Mylène me scrute. Waouh, que dire, que penser ?
Je ferme les yeux, balance ma tête en arrière et souffle bruyamment. Bordel, je me sens perdue là. J'ai l'impression qu'elle vient de me balancer un truc juste monstrueux. Et c'est le cas ! Waouh, les informations se mélangent dans ma tête, j'ai l'impression de perdre pied. Je rouvre les yeux, les plante dans ceux de Mylène et essaie de poursuivre.
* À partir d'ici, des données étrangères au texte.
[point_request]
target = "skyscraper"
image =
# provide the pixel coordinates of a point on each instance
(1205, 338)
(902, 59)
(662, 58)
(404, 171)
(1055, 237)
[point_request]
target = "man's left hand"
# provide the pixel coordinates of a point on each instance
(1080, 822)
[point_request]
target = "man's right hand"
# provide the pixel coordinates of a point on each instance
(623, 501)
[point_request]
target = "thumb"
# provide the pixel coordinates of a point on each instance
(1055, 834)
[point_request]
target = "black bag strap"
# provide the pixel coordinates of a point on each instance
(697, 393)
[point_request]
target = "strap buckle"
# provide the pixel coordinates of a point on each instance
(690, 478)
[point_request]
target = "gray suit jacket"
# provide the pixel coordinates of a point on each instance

_ Ok, mais euh, je bredouille, c'est quoi les conditions ?
_ Ah ça, ma grande, c'est à vous deux de gérer le comment. Moi j'ai juste réuni les deux protagonistes du projet. The Baby Project !!! Ça pète non ? J'adore le titre. Donc voilà, je te passe son numéro de portable et tu gères ça avec lui.
_ Hein ? Mais je lui dis quoi moi ?
_ Ben tu te présentes et vous voyez ça calmement.
_ Ah ouais !! Donc, salut moi c'est Claire ! On se fait un bébé ?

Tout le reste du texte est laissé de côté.